SECTION 2.     Revolving Credit Commitments. %2. As of the Amendment Effective Date, each Lender shall have a Revolving Credit Commitment in the amount set forth opposite such Lender’s name on Schedule I hereto and the aggregate principal amount of the Revolving Credit Commitments shall be $215,000,000.
%2. The New Commitments and the Revolving Credit Advances made thereunder shall have the terms applicable to the Revolving Credit Commitments in effect on the Amendment Effective Date and the Revolving Credit Advances and other extensions of credit made thereunder. On the Amendment Effective Date, each Lender providing New Commitments pursuant to this Agreement (each, a “New Lender”) shall become a Lender under the Amended Credit Agreement having the Revolving Credit Commitment set forth opposite its name on Schedule I attached hereto and shall be bound by the obligations in the Amended Credit Agreement as a Lender and entitled to the benefits of the Amended Credit Agreement, effective as of the Amendment Effective Date.
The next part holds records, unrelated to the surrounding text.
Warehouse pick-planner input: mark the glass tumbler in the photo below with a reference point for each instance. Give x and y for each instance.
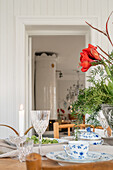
(24, 149)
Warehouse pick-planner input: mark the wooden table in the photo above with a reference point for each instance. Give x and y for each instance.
(11, 164)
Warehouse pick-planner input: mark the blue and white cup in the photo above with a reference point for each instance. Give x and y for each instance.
(77, 149)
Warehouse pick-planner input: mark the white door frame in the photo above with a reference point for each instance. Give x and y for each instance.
(23, 59)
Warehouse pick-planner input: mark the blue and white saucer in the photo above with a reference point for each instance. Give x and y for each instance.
(61, 157)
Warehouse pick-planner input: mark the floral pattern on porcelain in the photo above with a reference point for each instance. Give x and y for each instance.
(77, 150)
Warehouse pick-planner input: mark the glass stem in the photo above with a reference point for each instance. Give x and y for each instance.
(40, 142)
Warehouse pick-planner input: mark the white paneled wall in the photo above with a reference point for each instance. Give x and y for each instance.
(9, 9)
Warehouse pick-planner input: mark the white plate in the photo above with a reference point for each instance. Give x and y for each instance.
(61, 157)
(60, 141)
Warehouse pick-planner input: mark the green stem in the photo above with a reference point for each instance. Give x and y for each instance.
(107, 70)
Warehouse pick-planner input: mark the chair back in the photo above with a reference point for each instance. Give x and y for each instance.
(33, 161)
(56, 128)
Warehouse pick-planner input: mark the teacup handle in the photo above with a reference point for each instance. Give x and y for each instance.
(65, 146)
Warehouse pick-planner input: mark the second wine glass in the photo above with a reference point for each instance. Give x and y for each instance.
(40, 120)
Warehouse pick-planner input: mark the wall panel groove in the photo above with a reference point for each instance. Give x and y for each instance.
(9, 9)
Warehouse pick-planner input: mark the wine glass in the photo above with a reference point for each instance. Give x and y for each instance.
(40, 120)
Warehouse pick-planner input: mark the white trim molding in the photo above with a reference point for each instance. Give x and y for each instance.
(25, 28)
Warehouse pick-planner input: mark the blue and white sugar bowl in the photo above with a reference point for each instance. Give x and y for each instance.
(77, 149)
(90, 137)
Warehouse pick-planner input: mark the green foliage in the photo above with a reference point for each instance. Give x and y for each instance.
(90, 99)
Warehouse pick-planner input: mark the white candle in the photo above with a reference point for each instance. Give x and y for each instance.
(21, 120)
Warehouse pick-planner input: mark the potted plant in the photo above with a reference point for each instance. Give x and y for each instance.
(101, 91)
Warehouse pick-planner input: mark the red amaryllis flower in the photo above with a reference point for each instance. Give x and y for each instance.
(92, 52)
(89, 56)
(62, 111)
(a)    On the Amendment Effective Date, each Lender shall fund its pro rata share (calculated after giving effect to the New Commitments) of the Revolving Credit Advances that are outstanding immediately prior to the Amendment Effective Date.
(b)    The Administrative Agent hereby consents to this Agreement.
(c)    Each New Lender, by delivering its signature page to this Agreement, shall be deemed to have acknowledged receipt of, and consented to and approved, each Loan Document and each other document required to be delivered to, or be approved by or satisfactory to, the Administrative Agent or any Class of Lenders on or prior to the Amendment Effective Date.
SECTION 3.     Consent to Extension Request. Pursuant to Section 2.22 of the Amended Credit Agreement, each Lender so indicating on its signature page to this Amendment (each such Lender, a “Consenting Lender”) agrees to extend the Termination Date (the “Maturity Extension”) with respect to its Commitments (including with respect to the New Commitments, in the case of any New Lender) for a period of one year, to December 14, 2021. This agreement to extend the Termination Date is subject in all respects to the terms of the Amended Credit Agreement. For the avoidance of doubt, upon satisfaction of the applicable conditions set forth in Section 2.22(e) and (f) of the Amended Credit Agreement, the Maturity Extension of each Consenting Lender shall be effective on December 15, 2018.
SECTION 4.     Representations and Warranties. To induce the other parties hereto to enter into this Agreement, the Borrower hereby represents and warrants to the Administrative Agent and the Lenders (including the New Lenders) that:
(a)     This Agreement has been duly authorized, executed and delivered by the Borrower and constitutes its legal, valid and binding obligation, enforceable in accordance with its terms, subject to applicable bankruptcy, insolvency, reorganization, moratorium or other laws affecting creditors’ rights generally and subject to general principles of equity, regardless of whether considered in a proceeding in equity or at law.
(b)     On the Amendment Effective Date, and after giving effect to this Agreement, the representations and warranties of the Borrower set forth in the Credit Agreement are true and correct in all material respects (other than any representation or warranty qualified by materiality or Material Adverse Effect, which shall be true and correct in all respects), as though made on and as of the Amendment Effective Date.
(c)     On and as of the Amendment Effective Date, no event has occurred and is continuing that constitutes a Default or Event of Default.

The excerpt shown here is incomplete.